Non e' vero, viene pagata il prezzo di mercato, che per il 2021 (area
Nord) e' stato (Euro/kWh):
Mese F1 F2 F3
Gen 0,074 0,064 0,052
Feb 0,067 0,063 0,045
Mar 0,063 0,068 0,054
Apr 0,073 0,075 0,063
Mag 0,074 0,078 0,063
Giu 0,091 0,092 0,077
Lug 0,110 0,108 0,093
Ago 0,117 0,121 0,104
Set 0,167 0,168 0,146
Ott 0,239 0,236 0,193
Nov 0,268 0,233 0,192
Dic 0,328 0,296 0,242
A dicembre ha sfiorato i 33 centesimi/kWh in F1, tutt'altro che "pochi
centesimi"...
> Allora ne immetto il meno possibile, come ovvio.

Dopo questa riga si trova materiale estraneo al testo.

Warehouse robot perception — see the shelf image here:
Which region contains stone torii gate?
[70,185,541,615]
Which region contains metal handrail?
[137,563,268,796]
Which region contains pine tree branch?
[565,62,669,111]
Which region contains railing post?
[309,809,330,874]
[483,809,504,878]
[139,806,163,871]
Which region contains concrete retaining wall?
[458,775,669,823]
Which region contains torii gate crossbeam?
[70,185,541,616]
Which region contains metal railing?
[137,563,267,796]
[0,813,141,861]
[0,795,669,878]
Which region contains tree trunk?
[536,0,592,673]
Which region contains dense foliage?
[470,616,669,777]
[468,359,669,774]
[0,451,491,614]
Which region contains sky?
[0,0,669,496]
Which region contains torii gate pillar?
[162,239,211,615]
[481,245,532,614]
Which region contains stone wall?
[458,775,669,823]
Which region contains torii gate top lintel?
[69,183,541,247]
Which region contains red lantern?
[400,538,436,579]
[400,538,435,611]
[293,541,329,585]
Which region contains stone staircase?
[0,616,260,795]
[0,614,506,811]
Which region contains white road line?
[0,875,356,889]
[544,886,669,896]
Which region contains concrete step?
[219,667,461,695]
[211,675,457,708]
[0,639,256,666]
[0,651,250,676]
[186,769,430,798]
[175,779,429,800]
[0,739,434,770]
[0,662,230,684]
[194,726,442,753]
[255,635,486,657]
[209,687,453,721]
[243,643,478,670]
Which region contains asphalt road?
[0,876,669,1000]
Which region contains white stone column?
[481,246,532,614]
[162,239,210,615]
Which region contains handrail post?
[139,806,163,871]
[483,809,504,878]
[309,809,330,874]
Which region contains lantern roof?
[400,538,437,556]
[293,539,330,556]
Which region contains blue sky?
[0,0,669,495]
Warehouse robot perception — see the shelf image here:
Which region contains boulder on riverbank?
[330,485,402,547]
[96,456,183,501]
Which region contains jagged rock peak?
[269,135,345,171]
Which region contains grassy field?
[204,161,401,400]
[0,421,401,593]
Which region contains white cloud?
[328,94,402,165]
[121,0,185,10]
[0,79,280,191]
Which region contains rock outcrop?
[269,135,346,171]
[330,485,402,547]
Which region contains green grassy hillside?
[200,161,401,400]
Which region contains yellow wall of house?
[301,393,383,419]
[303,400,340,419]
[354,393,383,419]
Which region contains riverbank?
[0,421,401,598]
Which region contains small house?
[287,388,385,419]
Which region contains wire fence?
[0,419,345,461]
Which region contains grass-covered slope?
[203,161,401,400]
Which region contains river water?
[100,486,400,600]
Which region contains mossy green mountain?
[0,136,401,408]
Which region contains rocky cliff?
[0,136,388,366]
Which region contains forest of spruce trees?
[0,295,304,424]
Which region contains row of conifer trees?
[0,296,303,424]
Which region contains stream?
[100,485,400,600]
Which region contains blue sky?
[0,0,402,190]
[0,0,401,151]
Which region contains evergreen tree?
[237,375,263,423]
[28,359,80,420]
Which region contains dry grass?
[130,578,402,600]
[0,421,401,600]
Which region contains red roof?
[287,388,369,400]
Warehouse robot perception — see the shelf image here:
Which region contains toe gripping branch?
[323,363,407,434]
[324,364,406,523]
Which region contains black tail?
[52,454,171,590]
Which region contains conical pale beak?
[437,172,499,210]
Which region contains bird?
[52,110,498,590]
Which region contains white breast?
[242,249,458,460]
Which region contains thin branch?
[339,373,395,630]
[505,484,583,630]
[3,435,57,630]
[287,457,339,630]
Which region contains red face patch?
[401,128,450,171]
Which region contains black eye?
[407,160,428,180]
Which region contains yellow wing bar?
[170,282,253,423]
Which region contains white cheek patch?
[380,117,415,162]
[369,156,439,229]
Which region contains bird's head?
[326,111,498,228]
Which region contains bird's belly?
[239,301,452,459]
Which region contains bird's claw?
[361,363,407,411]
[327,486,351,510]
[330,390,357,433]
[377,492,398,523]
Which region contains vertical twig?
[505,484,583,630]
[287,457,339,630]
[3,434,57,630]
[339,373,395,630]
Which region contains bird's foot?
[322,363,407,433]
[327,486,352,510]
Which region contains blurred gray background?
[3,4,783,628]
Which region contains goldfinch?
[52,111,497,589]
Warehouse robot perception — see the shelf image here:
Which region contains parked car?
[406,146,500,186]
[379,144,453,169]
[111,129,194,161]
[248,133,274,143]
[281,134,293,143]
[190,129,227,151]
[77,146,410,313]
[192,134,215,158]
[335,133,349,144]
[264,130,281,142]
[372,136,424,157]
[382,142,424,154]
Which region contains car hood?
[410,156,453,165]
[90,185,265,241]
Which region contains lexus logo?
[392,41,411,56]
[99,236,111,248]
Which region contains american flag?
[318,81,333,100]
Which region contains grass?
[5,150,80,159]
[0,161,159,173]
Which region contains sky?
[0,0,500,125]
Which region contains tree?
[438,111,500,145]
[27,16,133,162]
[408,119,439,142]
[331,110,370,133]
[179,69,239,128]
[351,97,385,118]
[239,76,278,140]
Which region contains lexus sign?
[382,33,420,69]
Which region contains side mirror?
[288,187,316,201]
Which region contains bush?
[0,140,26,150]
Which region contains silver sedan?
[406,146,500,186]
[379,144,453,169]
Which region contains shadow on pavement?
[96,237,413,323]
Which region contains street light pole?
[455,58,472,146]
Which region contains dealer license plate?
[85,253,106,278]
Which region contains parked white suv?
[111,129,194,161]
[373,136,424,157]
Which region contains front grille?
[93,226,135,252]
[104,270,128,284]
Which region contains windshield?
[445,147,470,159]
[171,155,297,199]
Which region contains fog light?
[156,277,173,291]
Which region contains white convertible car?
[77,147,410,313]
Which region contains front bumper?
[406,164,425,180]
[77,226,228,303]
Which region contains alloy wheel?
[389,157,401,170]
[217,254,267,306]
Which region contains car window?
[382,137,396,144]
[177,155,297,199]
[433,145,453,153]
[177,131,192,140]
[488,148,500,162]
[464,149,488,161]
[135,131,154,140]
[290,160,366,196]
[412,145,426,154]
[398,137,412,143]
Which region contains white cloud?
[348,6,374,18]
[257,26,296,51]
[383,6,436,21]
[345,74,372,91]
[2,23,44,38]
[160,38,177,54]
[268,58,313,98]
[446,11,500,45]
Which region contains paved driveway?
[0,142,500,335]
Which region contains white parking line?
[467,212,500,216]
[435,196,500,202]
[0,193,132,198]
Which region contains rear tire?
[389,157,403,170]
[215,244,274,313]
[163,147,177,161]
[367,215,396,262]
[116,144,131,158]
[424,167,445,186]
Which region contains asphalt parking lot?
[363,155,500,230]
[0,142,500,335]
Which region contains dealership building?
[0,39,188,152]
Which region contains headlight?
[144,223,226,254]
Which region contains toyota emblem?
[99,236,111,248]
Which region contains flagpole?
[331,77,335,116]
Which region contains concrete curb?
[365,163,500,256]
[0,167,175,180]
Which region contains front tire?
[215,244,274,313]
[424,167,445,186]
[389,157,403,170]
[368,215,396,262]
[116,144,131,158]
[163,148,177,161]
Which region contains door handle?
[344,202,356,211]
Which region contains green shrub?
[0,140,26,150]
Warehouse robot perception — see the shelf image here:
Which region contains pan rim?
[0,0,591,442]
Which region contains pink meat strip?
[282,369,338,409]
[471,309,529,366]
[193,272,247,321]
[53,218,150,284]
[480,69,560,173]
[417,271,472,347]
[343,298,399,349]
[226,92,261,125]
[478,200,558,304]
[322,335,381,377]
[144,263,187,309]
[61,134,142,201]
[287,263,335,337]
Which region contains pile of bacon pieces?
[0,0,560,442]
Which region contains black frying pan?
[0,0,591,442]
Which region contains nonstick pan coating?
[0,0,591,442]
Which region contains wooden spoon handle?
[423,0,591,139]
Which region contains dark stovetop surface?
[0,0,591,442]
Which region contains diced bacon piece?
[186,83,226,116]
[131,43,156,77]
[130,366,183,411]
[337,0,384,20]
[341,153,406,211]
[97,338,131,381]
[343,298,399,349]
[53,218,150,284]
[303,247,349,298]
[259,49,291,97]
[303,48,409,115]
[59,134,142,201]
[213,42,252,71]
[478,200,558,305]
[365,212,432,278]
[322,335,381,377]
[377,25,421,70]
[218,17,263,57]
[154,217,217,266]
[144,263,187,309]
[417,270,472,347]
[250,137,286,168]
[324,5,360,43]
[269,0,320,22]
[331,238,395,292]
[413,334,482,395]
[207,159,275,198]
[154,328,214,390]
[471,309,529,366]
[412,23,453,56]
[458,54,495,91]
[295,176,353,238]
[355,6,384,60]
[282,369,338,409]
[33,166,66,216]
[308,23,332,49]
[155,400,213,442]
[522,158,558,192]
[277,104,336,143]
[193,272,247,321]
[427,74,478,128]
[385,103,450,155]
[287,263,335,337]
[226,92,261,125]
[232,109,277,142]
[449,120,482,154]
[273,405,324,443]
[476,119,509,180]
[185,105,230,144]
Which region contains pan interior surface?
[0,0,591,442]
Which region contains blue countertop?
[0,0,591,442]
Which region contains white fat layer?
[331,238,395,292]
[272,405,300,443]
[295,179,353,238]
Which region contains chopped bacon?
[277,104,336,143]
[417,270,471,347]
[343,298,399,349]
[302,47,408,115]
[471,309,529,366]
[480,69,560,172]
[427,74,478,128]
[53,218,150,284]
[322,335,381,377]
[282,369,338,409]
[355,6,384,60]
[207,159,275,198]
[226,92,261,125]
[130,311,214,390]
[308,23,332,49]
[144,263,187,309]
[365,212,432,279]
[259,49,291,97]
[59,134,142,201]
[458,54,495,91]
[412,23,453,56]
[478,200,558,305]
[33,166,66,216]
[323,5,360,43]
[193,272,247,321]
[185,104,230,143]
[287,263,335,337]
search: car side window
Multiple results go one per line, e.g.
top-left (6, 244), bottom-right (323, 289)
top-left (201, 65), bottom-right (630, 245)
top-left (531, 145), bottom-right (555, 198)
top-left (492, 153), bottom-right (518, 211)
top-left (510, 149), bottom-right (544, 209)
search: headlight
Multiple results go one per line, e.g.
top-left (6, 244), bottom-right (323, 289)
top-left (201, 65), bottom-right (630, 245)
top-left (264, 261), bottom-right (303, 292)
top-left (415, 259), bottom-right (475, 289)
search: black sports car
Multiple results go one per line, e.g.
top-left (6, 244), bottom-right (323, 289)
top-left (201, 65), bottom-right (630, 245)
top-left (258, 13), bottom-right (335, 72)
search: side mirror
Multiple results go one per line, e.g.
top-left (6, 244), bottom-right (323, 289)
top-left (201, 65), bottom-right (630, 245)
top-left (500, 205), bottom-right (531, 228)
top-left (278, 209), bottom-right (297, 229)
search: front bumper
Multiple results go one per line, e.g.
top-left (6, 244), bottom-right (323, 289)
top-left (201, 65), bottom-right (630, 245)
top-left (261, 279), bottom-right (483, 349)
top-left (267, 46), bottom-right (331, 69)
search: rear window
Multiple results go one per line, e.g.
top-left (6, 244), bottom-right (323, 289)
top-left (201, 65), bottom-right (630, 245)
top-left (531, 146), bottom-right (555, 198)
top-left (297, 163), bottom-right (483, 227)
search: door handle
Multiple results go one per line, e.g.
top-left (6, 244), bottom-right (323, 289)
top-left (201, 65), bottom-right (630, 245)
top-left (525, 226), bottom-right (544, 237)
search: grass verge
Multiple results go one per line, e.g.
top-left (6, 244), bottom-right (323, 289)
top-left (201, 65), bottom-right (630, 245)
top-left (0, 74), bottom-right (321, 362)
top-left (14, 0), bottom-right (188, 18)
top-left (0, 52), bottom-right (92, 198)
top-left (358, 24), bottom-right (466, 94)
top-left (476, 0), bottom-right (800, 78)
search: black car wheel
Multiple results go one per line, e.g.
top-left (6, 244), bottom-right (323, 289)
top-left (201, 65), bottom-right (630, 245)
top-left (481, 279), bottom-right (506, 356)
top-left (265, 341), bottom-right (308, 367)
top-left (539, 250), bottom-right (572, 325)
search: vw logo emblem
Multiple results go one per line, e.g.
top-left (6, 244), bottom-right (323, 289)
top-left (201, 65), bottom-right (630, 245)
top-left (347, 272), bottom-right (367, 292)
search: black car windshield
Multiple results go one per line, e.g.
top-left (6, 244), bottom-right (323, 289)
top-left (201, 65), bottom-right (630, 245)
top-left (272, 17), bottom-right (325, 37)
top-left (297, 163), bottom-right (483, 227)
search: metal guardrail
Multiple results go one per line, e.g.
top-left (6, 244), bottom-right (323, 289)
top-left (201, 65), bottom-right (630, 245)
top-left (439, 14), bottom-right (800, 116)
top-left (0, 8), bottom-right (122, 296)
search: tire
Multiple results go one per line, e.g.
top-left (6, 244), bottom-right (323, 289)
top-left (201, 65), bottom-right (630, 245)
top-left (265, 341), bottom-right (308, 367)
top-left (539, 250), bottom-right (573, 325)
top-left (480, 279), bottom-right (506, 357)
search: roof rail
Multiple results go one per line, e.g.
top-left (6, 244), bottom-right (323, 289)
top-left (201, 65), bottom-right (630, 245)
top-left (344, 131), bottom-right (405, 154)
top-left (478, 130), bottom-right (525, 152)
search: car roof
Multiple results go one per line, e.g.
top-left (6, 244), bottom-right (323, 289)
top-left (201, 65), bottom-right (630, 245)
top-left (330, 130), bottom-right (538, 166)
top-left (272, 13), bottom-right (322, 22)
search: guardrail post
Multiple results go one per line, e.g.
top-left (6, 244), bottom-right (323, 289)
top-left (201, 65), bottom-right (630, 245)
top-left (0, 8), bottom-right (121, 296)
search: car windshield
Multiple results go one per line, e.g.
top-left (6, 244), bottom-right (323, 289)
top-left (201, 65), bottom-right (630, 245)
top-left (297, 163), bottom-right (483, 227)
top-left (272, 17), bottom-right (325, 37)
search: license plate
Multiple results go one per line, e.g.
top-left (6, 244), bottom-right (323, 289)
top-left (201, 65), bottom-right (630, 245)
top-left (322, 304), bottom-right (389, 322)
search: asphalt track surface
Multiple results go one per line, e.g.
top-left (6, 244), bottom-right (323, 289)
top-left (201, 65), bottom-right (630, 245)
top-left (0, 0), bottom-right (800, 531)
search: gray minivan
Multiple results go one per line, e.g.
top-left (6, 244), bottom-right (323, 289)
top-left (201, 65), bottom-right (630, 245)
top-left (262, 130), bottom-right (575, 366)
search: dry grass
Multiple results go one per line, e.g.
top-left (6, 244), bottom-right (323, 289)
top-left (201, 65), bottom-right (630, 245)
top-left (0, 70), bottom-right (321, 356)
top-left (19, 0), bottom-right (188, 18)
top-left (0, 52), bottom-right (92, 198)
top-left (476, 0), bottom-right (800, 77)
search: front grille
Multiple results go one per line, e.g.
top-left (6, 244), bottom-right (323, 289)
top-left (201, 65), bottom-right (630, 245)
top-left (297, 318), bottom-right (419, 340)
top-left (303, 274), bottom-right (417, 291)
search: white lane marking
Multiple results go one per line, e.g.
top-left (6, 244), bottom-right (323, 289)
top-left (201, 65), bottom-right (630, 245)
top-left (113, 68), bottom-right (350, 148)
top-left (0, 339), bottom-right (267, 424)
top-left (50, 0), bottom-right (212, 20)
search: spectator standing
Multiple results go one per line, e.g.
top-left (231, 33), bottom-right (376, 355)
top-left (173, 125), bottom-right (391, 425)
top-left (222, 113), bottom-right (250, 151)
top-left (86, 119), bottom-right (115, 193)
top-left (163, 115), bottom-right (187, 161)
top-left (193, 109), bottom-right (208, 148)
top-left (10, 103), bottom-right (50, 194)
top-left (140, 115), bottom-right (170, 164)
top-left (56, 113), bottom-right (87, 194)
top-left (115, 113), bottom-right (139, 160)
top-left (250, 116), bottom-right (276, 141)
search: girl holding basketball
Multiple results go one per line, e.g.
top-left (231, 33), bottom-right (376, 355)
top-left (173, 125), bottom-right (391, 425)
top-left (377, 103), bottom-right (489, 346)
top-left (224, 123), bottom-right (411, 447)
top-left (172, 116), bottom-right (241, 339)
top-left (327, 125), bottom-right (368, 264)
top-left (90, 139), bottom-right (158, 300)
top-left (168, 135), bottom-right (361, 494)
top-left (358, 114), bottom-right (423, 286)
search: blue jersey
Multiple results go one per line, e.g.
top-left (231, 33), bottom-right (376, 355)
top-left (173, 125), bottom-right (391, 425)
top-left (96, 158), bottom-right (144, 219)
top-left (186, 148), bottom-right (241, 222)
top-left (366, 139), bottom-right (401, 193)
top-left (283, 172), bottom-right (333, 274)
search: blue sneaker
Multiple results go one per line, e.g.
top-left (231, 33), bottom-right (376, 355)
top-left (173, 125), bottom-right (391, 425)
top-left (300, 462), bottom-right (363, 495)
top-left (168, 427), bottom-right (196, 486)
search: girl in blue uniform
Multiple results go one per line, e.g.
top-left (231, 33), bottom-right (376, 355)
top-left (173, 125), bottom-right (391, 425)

> E, a parte altri usi, ci scaldo anche l'acqua.
Dipende quanto paghi l'energia che prelevi e se hai lo scambio sul posto.
Con lo scambio sul posto, oltre al prezzo dell'energia immessa, c'e'
anche un "bonus" aggiuntivo che varia di anno in anno (5,1 centesimi/kWh
per il 2021), per cui normalmente e' conveniente immettere l'energia in
eccesso piuttosto che consumarla "male".
Nel 2021, ad esempio, a me ogni kWh prelevato (tutto compreso tranne il
canone) e' costato circa 15 centesimi, e quindi paradossalmente per me e'
piu' conveniente dal punto di vista economico NON autoconsumare,
immettendo l'energia di giorno in rete e consumarla di notte prelevandola.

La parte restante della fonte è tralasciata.